Sears Island acts as an element barrier for one of the most well-protected harbors in the state of Maine: Stockton Harbor, an attractive anchorage for not only the protection it offers, but also its convenience to upper Penobscot Bay towns Searsport, Belfast and Castine. Bar Harbor is about an hour's car ride east, and both Camden and Bangor are about a half-hour south and north, respectively. Sears Island also has views of Cape Jellison.

It is home to a number of species of birds, mammals, fish, amphibians and plant life. The shallow shoal off the west side of the island supports meadows of eelgrass (Zostera marina) and other nursery habitats and features that play an important role in the fish and shellfish populations of greater Penobscot Bay.

==Environmental controversies==
The possible industrial development of the island has been a point of controversy for many years. Writer E. B. White, a resident of nearby Brooklin, Maine, noted in a 1975 essay for the New Yorker that he had attended an evening forum about a Central Maine Power Company proposal to construct a nuclear power plant on Sears Island. White reported to New Yorker readers that the Central Maine Power Company "feels very good about nuclear generating plants, is not worried about radiation or accidents." In response to a goat farmer, their spokesman acknowledged radioactive "iodine can contaminate milk... [b]ut he was cheerful about the prospect. You would simply put the animals on a controlled diet, he said, and after about forty days the radioactivity would be gone." Facing local opposition, the plant was not built.

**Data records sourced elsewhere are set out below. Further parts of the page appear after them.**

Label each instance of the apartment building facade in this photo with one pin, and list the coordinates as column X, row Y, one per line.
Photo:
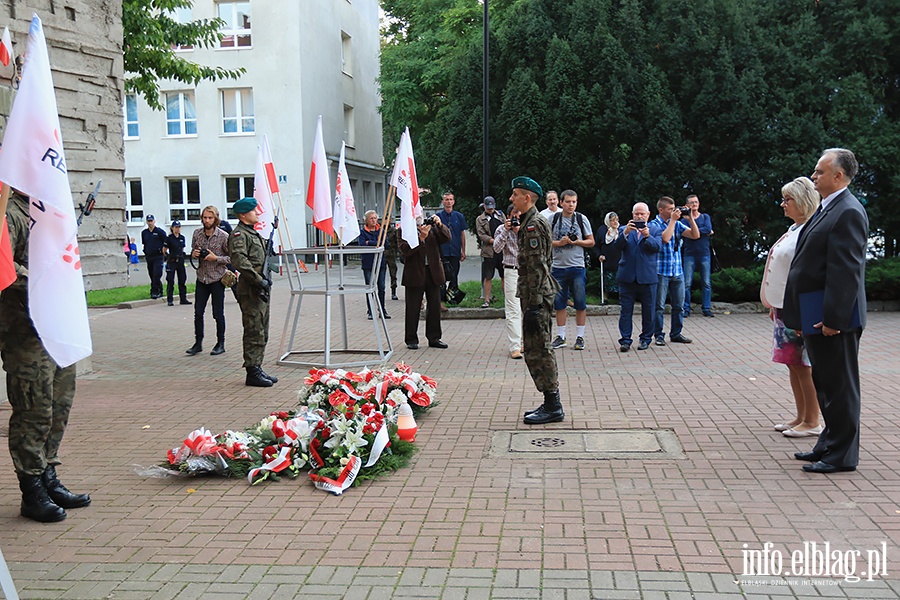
column 303, row 59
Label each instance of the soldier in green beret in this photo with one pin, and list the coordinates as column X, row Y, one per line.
column 248, row 255
column 536, row 291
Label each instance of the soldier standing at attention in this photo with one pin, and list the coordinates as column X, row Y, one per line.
column 248, row 255
column 40, row 392
column 536, row 291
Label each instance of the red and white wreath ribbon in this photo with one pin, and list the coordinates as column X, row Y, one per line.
column 276, row 464
column 337, row 486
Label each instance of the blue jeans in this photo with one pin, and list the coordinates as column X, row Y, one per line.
column 689, row 263
column 573, row 278
column 669, row 287
column 645, row 293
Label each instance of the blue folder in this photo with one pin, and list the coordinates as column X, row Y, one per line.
column 812, row 311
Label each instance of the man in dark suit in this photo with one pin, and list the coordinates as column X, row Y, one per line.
column 637, row 276
column 831, row 258
column 423, row 274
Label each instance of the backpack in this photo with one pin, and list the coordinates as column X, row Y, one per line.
column 591, row 257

Since the 1980s, successive Maine governors have promoted development of the island as a general cargo port (Joseph Brennan; John McKernan) a wood-chip port; (Angus King) an LNG terminal; (John Baldacci, 1st term), and an intermodal freight transport hub for global container ship traffic (Baldacci's 2nd term). In response, the Sierra Club of New England waged a seven-year struggle in federal courts in the mid-1980s and early 1990s to keep Sears Island free of development. Key cases included: Sierra Club v. Marsh, (1985), Sierra Club v. Secretary of Transportation. (1985) , Sierra Club v. Marsh (1989) and Sierra Club v. Marsh (1992)

A three-year-long consensus-driven effort by Maine Department of Transportation (MDOT) and its Sears Island Joint Use Planning Committee culminated on January 22, 2009, in the signing by Maine transportation commissioner David Cole and by Maine Coast Heritage Trust President Paul Gallay of a perpetual conservation easement granting Maine Coast Heritage Trust control of 600 acre of the island, while leaving the remaining 340 acre of the island open to port development.

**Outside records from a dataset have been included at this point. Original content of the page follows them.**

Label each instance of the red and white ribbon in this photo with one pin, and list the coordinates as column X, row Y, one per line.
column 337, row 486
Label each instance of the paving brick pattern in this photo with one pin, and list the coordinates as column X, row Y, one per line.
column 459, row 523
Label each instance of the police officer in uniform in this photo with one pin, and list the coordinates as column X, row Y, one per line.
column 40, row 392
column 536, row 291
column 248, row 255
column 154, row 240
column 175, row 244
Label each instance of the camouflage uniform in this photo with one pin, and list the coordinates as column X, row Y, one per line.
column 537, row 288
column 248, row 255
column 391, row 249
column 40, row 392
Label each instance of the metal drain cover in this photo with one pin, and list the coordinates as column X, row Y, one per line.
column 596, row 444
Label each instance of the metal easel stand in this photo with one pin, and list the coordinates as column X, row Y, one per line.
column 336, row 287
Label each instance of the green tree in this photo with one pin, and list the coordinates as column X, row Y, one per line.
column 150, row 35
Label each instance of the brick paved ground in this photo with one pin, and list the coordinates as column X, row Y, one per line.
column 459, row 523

The conservation easement is managed by The Friends of Sears Island.

On February 19, 2009, however, Penobscot Bay environmental activist Ron Huber filed an 80-C appeal in Maine Superior Court "to rescind the Jan. 22, 2009, conservation easement until the MDOT has fully complied with the requirements of the Maine Sensible Transportation Policy Act and the Maine Site Location of Development Law." Huber's suit was joined separately by Augusta resident Douglass H. Watts and by Searsport resident Harlan McLaughlin. Maine Superior Court Justice Jeffrey Hjelm reviewed the cases. On May 14, 2009, Hjelm consolidated the three cases. On September 8, 2010, Justice Hjelm dismissed all three cases as premature, concluding that the current lack of port development, and lack of any interest in port development by the Plaintifs, made the injury theoretical and impossible to evaluate: the Plaintiffs as yet lacked demonstrable standing to sue.

On December 17, 2010 Plaintiff Huber appealed Hjelm's decision to the Maine Supreme Judicial Court. On May 3, 2011, the Maine Supreme Judicial Court affirmed Superior Court Justice Hjelm's decision.

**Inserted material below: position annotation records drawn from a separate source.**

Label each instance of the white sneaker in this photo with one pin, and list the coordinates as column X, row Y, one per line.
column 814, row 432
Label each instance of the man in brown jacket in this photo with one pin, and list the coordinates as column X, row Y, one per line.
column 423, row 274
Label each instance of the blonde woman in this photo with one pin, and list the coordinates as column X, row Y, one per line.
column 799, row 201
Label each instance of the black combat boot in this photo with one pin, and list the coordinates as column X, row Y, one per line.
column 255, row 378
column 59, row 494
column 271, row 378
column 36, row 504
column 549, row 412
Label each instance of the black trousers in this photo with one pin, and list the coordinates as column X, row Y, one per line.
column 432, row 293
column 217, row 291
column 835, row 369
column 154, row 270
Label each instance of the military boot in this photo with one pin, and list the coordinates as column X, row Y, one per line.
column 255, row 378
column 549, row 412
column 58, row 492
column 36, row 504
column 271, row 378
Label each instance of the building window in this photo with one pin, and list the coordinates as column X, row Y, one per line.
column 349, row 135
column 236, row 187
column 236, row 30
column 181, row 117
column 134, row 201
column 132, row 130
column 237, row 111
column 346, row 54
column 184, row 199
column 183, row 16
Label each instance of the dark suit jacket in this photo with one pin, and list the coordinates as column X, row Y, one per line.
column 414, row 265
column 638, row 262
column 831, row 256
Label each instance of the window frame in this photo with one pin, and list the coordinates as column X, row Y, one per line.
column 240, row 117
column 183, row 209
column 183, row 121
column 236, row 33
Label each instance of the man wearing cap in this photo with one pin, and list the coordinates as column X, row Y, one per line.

In March 2020, Governor Janet Mills identified the Port of Searsport as a leading site in Maine to support the transportation, assembly and fabrication of offshore wind turbines and called for a study to further analyze this opportunity. The study was released in 2021 and included Sears Island as a viable site for the wind turbine facility. The existing Port of Searsport at Mack Point, a "brownfield" site was also assessed. This proposed use of the island has been opposed by environmental and land preservation groups.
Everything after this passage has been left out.